Targeting DNA damage and repair mechanism in FLT3-ITD acute myeloid leukemia : a mechanistic and therapeutic study

Abstract

Internal tandem duplication (ITD) of fms-like tyrosine kinase 3 (FLT3) is one of the most common mutations in acute myeloid leukemia (AML), occurring in nearly 30% of cases. FLT3-ITD involves in-frame duplication of 3-400 base-pairs at the juxta-membrane, resulting in ligand-independent activation of FLT3 signaling. Downstream effectors include activation of STAT5 via SRC kinase, phosphorylation of FOXO3A, down-regulation of the equilibrative nucleoside transporter 1 (ENT1) for cytarabine, and induction of reactive oxygen species (ROS) production. These aberrant signals result in increased DNA damage and defective repair, increased cellular proliferation and resistance to apoptosis.

Induction of ROS and DNA damage in FLT3-ITD AML has led to investigation of their mechanistic link and exploration of potential therapeutic targets. By examining gene expression associated with DNA repair in primary AML samples, BRCA2 expression was shown to be down-regulated in FLT3-ITD AML when compared with AML with wild-type FLT3 as well as normal hematopoietic cells. BRCA2 is an important protein in mediating homologous recombination (HR), providing a possible explanation for defective DNA damage response (DDR) in this AML subtype. A double-stranded break (DSB) DNA repair assay was used to measure the fidelity of DSB repair, either via error-free HR or error-prone non-homologous end joining (NHEJ). The results showed that HR was down-regulated in murine Ba/F3 cells transduced with FLT3-ITD while NHEJ remained active.

DDR pathway as a target for therapeutic intervention in human cancers is exemplified by the use of poly (ADP-ribose) polymerase (PARP) inhibitor (PARPi) in BRCA mutant breast and ovarian cancers. In Ba/F3 FLT3-ITD cells and knockin Flt3 ITD/+ Npm1 c/+ mouse leukemic cells, PARPi Olaparib suppressed leukemia growth in vitro. Combination of chemotherapy and Olaparib worked synergistically to eradicate leukemic cells in MOLM-13 murine xenograft model. Biochemically, Olaparib inhibited base excision repair and increased the DSB damage.
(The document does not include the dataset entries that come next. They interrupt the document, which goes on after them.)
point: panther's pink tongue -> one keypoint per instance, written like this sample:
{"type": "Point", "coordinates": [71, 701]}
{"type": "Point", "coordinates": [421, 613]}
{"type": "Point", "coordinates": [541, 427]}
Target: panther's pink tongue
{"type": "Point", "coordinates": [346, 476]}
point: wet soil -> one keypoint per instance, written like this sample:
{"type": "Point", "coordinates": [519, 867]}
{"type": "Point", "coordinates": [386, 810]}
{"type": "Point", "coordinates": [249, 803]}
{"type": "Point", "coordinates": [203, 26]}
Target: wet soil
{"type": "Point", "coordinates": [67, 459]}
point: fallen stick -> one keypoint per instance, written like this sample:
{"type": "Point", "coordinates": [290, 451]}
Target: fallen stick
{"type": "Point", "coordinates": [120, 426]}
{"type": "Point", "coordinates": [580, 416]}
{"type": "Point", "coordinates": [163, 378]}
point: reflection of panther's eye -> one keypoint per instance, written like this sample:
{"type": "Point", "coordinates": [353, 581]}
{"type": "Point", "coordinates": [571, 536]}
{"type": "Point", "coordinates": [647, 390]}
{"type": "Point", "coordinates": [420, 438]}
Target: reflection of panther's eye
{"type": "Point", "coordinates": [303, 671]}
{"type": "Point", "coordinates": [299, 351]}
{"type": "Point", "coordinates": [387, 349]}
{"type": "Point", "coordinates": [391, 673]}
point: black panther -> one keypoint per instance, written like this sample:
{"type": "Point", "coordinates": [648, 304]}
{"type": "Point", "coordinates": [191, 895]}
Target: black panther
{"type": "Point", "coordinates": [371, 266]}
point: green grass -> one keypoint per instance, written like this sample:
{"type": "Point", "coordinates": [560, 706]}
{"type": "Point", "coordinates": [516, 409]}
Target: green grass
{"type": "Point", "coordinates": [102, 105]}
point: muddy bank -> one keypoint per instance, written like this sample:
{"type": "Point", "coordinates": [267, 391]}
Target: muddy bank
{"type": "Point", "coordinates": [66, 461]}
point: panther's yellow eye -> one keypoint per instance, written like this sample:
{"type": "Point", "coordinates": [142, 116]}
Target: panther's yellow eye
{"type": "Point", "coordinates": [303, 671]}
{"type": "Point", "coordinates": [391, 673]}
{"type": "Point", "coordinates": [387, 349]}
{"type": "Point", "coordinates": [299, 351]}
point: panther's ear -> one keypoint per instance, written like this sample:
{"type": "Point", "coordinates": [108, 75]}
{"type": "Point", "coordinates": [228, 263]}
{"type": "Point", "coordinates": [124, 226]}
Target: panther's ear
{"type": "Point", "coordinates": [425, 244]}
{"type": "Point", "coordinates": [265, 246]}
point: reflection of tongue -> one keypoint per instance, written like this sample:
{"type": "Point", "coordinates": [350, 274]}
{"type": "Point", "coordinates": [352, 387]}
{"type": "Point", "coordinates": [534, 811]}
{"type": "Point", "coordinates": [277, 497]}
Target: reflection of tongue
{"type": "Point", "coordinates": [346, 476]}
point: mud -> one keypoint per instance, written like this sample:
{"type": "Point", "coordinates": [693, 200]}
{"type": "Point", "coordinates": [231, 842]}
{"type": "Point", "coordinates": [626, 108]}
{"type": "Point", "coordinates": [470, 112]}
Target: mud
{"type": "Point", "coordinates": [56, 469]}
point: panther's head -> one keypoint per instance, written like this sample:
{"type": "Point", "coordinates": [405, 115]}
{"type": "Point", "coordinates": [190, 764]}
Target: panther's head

Olaparib also increased intracellular ROS, resulting in positive feedback that accentuated DNA damage. To identify potential therapeutic targets that may be exploited in combination treatment with Olaparib, a DDR shRNA library screening was performed. Potential candidate genes included those associated with checkpoint factors and DNA replication factors, for instance, Atr kinase and members of the Family B DNA Polymerase.

In summary, FLT3-ITD AML showed defective HR and higher levels of intracellular ROS and DSB, and Olaparib induced genomic instability and apoptosis. Targeting defective DNA repair in FLT3-ITD AML using PARPi might be considered as a novel therapeutic strategy.